Vem isto a propósito da crise do subprime nos Estados Unidos e das análises que têm sido produzidas relativamente aos factores que estão na sua origem e ao modo como se poderá conter o contágio aos outros sectores da economia americana e, por extensão, ao conjunto da economia mundial. É que se poderá estar em presença de uma situação típica, em que a defesa exacerbada de um modelo particular de liberalização e globalização - que acabou por enformar a economia mundial nos últimos trinta anos - impede de ver com o discernimento necessário a natureza real dos problemas actuais.

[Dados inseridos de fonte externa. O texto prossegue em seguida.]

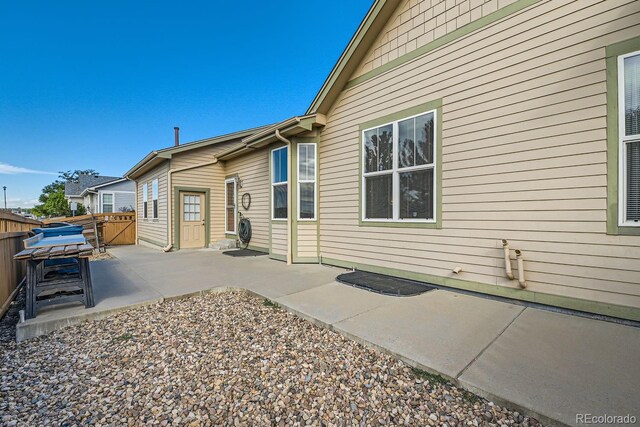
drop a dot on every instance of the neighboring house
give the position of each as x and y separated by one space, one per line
102 194
444 128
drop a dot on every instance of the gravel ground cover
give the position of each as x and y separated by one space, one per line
222 359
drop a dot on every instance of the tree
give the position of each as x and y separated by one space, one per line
52 198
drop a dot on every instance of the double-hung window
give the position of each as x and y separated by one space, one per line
231 205
154 197
307 190
107 202
399 176
629 134
279 183
145 201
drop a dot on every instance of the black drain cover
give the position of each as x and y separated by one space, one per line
243 253
387 285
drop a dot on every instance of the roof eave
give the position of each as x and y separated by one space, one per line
288 128
353 54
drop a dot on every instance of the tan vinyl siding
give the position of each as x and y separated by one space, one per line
209 176
253 171
151 230
279 237
416 23
524 156
307 241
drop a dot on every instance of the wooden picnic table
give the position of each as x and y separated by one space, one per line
57 271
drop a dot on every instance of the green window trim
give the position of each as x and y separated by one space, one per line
613 141
436 106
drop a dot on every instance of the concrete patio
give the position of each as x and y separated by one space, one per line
551 365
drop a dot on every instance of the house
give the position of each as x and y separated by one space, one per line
102 194
451 138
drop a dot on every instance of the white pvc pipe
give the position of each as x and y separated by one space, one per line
521 281
507 259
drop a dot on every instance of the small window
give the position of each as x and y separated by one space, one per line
307 181
145 201
231 206
279 183
629 75
399 170
154 190
107 203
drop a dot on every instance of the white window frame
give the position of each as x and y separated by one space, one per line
395 173
276 184
113 201
622 147
307 181
145 201
235 205
155 212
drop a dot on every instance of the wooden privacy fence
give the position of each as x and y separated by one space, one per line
112 228
13 230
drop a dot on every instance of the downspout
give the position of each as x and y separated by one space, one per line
137 213
289 193
169 206
521 281
507 260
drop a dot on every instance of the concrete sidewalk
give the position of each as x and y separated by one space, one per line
552 366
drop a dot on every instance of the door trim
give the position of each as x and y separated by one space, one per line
176 214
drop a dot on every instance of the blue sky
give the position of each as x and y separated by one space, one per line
99 84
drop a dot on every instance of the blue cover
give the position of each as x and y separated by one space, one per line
66 230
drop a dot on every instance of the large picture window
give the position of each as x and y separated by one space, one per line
231 206
154 197
279 183
399 170
145 201
307 181
629 132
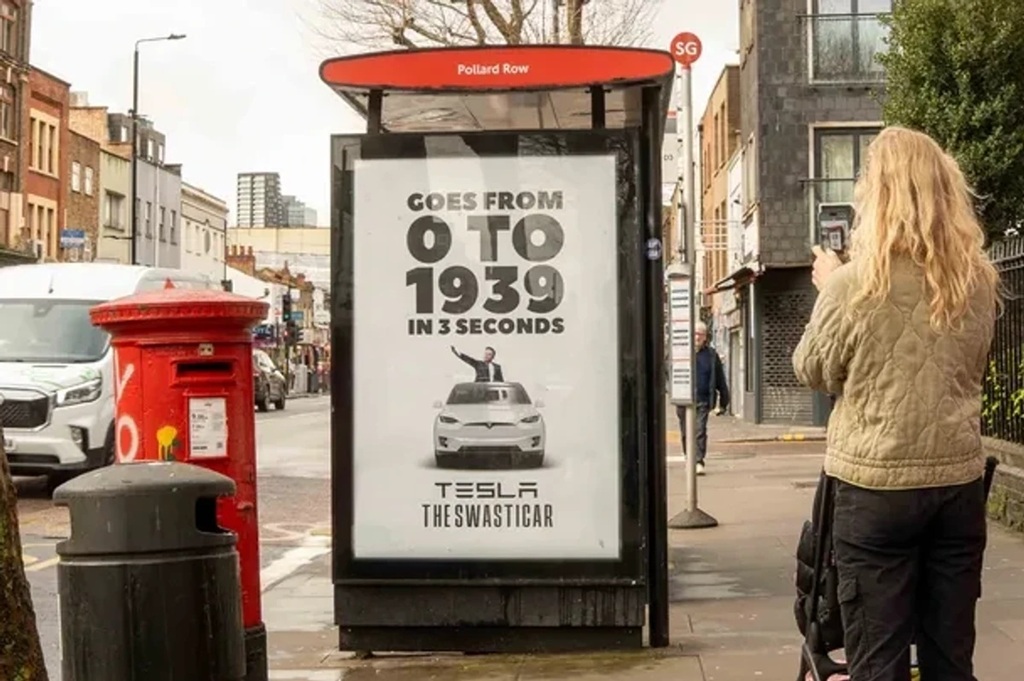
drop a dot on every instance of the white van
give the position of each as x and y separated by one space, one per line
56 370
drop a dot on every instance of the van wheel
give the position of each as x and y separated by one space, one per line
54 480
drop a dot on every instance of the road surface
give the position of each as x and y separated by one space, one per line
293 463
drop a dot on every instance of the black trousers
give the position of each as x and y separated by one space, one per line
704 409
909 570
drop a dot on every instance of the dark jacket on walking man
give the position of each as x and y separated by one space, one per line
712 392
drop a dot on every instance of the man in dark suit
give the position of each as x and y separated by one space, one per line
486 370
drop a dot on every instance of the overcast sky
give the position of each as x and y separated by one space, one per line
242 92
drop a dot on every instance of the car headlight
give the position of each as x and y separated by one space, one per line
79 394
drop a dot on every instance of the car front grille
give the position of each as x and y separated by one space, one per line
25 413
489 451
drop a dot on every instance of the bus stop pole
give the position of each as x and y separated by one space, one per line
657 487
691 517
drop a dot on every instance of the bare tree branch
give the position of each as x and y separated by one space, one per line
351 26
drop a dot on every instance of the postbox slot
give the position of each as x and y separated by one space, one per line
206 516
211 369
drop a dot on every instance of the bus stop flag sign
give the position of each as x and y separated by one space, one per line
686 49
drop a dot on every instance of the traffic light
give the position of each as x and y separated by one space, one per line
286 307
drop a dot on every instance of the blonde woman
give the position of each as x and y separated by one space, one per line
900 334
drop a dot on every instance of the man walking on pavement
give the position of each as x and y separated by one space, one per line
712 388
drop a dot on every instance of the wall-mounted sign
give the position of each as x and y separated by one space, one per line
485 354
73 239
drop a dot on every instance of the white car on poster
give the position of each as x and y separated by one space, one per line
494 426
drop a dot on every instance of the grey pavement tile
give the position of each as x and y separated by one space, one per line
633 668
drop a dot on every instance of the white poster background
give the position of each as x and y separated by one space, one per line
398 377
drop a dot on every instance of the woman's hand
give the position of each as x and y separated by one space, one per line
825 262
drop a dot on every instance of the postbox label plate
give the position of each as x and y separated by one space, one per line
208 427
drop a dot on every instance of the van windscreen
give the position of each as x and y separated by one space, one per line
49 331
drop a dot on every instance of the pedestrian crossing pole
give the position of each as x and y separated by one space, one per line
686 50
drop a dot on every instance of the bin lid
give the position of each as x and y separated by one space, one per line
171 304
143 507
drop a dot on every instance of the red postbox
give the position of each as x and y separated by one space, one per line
183 390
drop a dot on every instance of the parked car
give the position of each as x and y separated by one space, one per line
56 370
494 426
268 382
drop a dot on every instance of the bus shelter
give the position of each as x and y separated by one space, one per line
498 434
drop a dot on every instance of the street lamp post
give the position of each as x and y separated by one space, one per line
132 207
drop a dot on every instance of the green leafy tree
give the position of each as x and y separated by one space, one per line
412 24
955 71
20 654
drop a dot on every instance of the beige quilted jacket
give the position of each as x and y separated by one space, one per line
908 408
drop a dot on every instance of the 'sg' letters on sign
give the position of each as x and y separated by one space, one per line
536 238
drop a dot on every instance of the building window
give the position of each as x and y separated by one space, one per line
44 146
114 211
722 137
7 118
750 183
839 155
847 36
8 29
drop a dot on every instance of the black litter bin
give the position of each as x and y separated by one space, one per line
148 582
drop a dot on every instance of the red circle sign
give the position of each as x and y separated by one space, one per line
686 48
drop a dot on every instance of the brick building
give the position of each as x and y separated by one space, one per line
15 29
809 105
84 195
719 140
45 127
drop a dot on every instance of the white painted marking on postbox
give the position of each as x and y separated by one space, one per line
125 421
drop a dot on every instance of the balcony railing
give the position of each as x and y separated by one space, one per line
845 47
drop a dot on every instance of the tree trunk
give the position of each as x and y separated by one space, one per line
20 653
573 9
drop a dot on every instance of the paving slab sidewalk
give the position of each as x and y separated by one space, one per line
731 591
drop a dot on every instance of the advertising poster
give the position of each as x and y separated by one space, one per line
485 358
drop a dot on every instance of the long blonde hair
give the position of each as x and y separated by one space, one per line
912 201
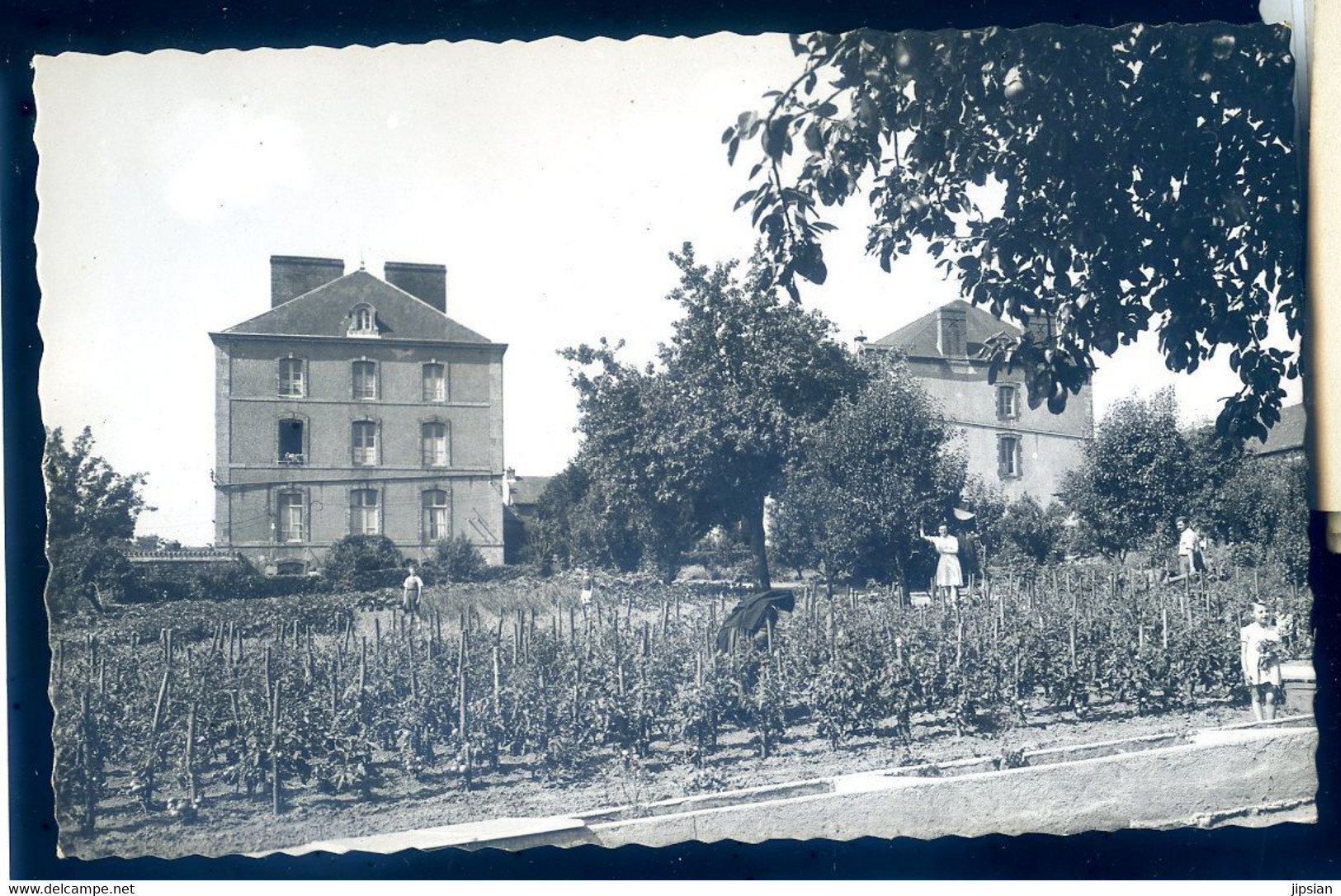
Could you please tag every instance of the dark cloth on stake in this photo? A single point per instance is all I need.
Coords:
(753, 615)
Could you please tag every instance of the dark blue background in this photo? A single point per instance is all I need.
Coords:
(103, 27)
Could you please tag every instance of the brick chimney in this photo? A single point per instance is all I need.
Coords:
(293, 276)
(951, 321)
(425, 282)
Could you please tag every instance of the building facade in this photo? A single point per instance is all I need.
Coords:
(354, 405)
(1015, 448)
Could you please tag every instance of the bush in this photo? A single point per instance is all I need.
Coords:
(86, 570)
(221, 581)
(354, 557)
(459, 561)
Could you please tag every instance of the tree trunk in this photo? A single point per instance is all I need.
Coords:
(755, 533)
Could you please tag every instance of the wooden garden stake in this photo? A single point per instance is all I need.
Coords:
(498, 684)
(191, 752)
(270, 692)
(460, 694)
(274, 752)
(362, 664)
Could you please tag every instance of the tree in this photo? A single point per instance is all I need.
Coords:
(459, 559)
(1032, 531)
(1136, 475)
(579, 525)
(92, 514)
(701, 436)
(86, 498)
(356, 554)
(1216, 497)
(871, 473)
(1145, 176)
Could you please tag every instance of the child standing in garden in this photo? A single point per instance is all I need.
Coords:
(948, 573)
(412, 587)
(1258, 645)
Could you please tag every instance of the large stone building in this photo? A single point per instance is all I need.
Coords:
(354, 405)
(1010, 446)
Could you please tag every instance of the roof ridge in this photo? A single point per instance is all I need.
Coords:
(274, 308)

É interessante notar, a este respeito, a mudança de atitude que se verificou relativamente à dimensão da crise do subprime e à possibilidade da sua propagação. De problema localizado ao mercado imobiliário americano e perfeitamente controlável nos seus efeitos, passou-se, rapidamente, à ideia de uma crise generalizada e incontrolada do sector financeiro, a caminho de transformar-se numa das maiores recessões económicas internacionais. Pode dizer-se que neste aspecto passou-se do oito ao oitenta, sem que se tenham alterado significativamente as condições fundamentais da economia.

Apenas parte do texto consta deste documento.